There are tons of mistakes like this where the spelling may be correct but your sentences aren't written properly. 

Please don't think I'm being harsh, my spelling, punctuation and grammar are rubbish, but even i can pick out a lot of faults. 

I think getting someone who's really good with their spelling, punctuation and grammar, to look over it would make a world of difference. 

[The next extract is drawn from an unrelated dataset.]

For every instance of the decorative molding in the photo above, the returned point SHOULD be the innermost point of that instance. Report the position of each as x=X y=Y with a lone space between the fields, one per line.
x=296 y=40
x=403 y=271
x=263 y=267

: victory: Good luck with it though xx


----------



## mandyT (Aug 23, 2007)

okay thanks, will get someone to skim through it tonight


----------



## chelseanlee (Feb 9, 2009)

i now have spell checker on google chrome and this checks as I write, I have gone over my site and all the *spell* and grammer *as* been corrected to the best of my mind


Although your spell checker checks words are spelt correctly it doesn't mean it makes sense :lol2:













BTW you spelt grammar wrong :whistling2:


----------



## mandyT (Aug 23, 2007)

yep as i said im getting someone to skim through it tonight


----------



## Ballz Deep (Sep 16, 2010)

haha i agree about the girls lol


----------



## BenjaminBoaz (Jan 6, 2006)

It's often a lot of work for little rewards. You need backing so see if there's a business link or equivalent that can help.


----------



## pauls_reptiles (Apr 5, 2010)

Hi there i can help on dry goods trade. Just pm if you want to deal with me no problem i like to help i have loads of whole sale accounts and can get anythink you want from a viv waterfall to repti bark to heat mats and vivs, uv bulbs and much much more !!!


----------



## BenjaminBoaz (Jan 6, 2006)

What you reay need to do is get your business registered and then speak to peregrine/monfields/eurorep etc and give them your business registration number. Proof of business can also be supplied by your accountant. It also depends if your going to be stocking the goods yourself or going to be using one of these companies to send your orders out for you. Or speak to them first and ask what information they want you to supply. Better to ask the horse.


----------



## Requiem (Mar 22, 2010)

Si4Geckos said:


> I agree with the above about your site not looking very professioal or trustworthy. I could knock one together like mine fairly cheap if you wanted? Let me know


My intention isn't to offend, but your own site is poorly designed and built using a free website builder with adverts, just like the OP's, so I don't think it would be much help.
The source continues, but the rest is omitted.